In late October, the membership voted to withdraw the Model Penal Code provision. The decision was based on what the members view as “intractable institutional obstacles to ensuring a minimally adequate system for administering capital punishment.”

These doubts should be familiar to citizens of Missouri and Illinois who have witnessed fundamental failures from close range.

Former Illinois Gov. George Ryan lost confidence in the system’s ability to prevent the executions of innocent people. He instituted a moratorium and then cleared out death row, pardoning four death row inmates and commuting the remaining death penalty sentences to life imprisonment.

Executions also are on hold in Missouri. Missouri uses a three-chemical “cocktail” that is supposed to anesthetize and paralyze the inmate before bringing about a massive heart attack, causing the condemned person’s death.

The state had been performing executions without fixed protocol. The chemicals had been administered by personnel with dubious medical credentials and who failed to keep accurate logs.

Now the courts are considering the constitutionality of Missouri’s efforts to remedy these problems.

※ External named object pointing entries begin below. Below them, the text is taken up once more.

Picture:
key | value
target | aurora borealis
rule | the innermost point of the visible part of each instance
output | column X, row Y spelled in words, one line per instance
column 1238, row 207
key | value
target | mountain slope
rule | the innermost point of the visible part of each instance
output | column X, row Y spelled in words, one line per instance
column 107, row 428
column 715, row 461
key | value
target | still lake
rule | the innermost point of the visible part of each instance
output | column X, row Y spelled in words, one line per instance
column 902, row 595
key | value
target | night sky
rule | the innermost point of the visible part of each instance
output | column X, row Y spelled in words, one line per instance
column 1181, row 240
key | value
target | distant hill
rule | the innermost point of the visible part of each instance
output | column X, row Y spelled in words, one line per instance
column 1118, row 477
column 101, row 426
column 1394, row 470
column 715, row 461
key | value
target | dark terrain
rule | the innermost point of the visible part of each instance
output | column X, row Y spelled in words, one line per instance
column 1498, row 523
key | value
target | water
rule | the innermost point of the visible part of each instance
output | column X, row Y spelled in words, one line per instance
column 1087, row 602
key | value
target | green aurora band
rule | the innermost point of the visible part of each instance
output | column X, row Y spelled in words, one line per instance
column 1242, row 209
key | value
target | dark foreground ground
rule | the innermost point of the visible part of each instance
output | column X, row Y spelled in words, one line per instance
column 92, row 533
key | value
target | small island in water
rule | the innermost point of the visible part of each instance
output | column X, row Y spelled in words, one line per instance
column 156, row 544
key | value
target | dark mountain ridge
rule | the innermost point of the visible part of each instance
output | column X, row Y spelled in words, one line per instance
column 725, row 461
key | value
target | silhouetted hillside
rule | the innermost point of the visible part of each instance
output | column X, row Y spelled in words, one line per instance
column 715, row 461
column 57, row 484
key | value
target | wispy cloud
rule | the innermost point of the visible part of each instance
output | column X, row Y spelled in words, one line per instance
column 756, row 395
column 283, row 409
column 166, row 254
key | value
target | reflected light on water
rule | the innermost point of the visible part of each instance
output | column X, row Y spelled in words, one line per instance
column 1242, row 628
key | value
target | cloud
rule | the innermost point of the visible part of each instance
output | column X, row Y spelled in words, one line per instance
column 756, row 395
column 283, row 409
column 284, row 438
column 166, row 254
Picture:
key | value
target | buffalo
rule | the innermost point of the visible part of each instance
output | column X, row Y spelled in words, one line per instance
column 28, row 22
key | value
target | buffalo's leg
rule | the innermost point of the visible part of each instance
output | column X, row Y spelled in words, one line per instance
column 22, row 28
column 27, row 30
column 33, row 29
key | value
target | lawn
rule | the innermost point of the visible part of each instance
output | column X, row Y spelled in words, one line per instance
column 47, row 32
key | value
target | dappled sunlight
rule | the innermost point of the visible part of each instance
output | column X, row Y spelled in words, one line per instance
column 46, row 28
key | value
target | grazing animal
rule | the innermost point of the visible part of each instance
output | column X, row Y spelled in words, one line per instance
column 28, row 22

The American Law Institute recruits the nation’s best, brightest and most accomplished lawyers, judges and scholars in the nation. Its members come from a wide ideological spectrum and take positions only by consensus.

They have not endorsed or opposed the abolition of capital punishment. But they have concluded that the framework that they proposed in 1962 “has not withstood the tests of time and experience.” They have decided that they no longer are willing to be complicit in how the death penalty is being administered.

An increasing number of Americans see the death penalty for what it is: a brutal, freakish system of punishment that is resistant to competent administration and that is dehumanizing to us all.

Now, even the sharpest lawyers are distancing themselves from the most severe punishment. They have concluded that it’s not worth trying to fix — or even to make an argument on its behalf. It cannot be fixed.